Aku berhenti melangkah saat berada di depan pintu kamarku, kemudian menghela napas lega. Semoga keputusanku untuk menemui kakek adalah keputusan yang tepat.
🍀🍀🍀
Seperti apa yang dikatakan Buna kemarin, pak Wahyu memang datang untuk menjemput kami dengan mobil mewah berwarna putih mengkilapnya.
“Saya benar-benar terkejut ketika mendapatkan telepon dari Ibu yang mengatakan ingin bertemu dengan pak Basri. Saat saya memberitahu pak Basri, bapak juga sama terkejutnya. Wajah beliau begitu berseri. Sudah lama saya tidak melihat wajah berseri bapak,” kata pak Wahyu yang saat ini tengah menyetir di depan. Sementara itu, aku dan Buna duduk di belakang.
“Apalagi, akhir-akhir ini keadaan bapak yang tengah kurang sehat. Saya kadang prihatin melihatnya,” lanjut pak Wahyu yang membuat aku kebingungan.
“Kakek lagi sakit?” tanyaku.
“Iya, Hafika. Sejak beberapa bulan yang lalu, kondisi pak Basri tidak begitu baik.”
“Kata dokter, kakek kenapa, Pak?”
Dari belakang sini, dapat kulihat pak Wahyu menggelengkan kepalanya. “Bapak nggak pernah mau dibawa ke rumah sakit. Setiap ditanya kenapa, bapak selalu jawab, beliau nggak apa-apa.”
“Tapi, nggak bisa dibiarkan begitu aja. Pasti ada suster yang dipanggil ke rumah buat ngerawat kakek, kan?” serangku bertubi-tubi, mengeluarkan semua rasa khawatir yang ada di hatiku.
“Tidak ada, Hafika. Pak Basri juga tidak mau dirawat oleh suster. Sehari-hari, hanya saya dan bibi yang mengawasi pola makan dan tidur bapak.”
“Memangnya, Meilisa kemana? Kenapa dia tidak merawat bapak?” tanya Buna yang mewakili pertanyaanku.

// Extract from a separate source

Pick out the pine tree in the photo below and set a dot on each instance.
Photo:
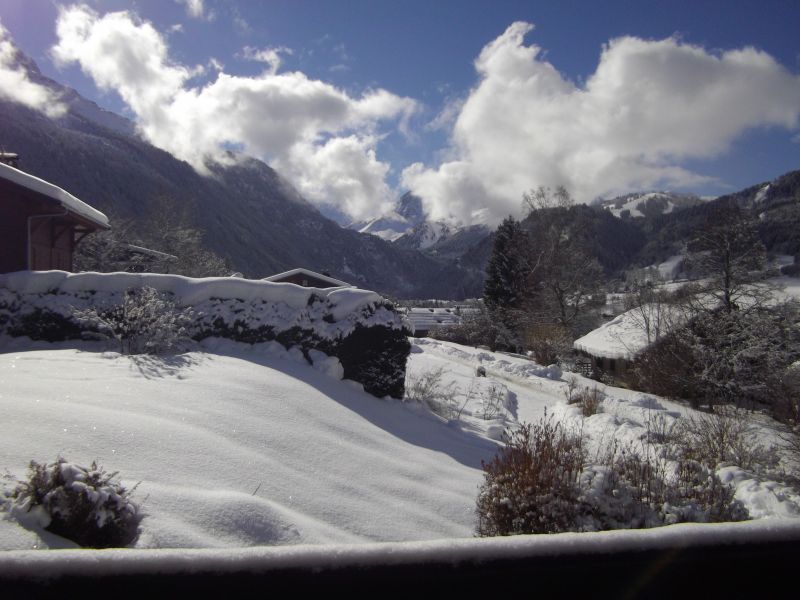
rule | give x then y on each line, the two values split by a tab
505	275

Mobil yang kami tumpangi mendadak berhenti. Tanpa kami sadari, kami sudah tiba di rumah megah kediaman keluarga Abdinegara. Rumah yang terakhir kali kukunjungi dengan meninggalkan perdebatan kecil.
Sebelum aku bergerak untuk membuka pintu mobil, suara pak Wahyu kembali terdengar. Lebih tepatnya, untuk menjawab pertanyaan yang dilontarkan oleh Buna tadi.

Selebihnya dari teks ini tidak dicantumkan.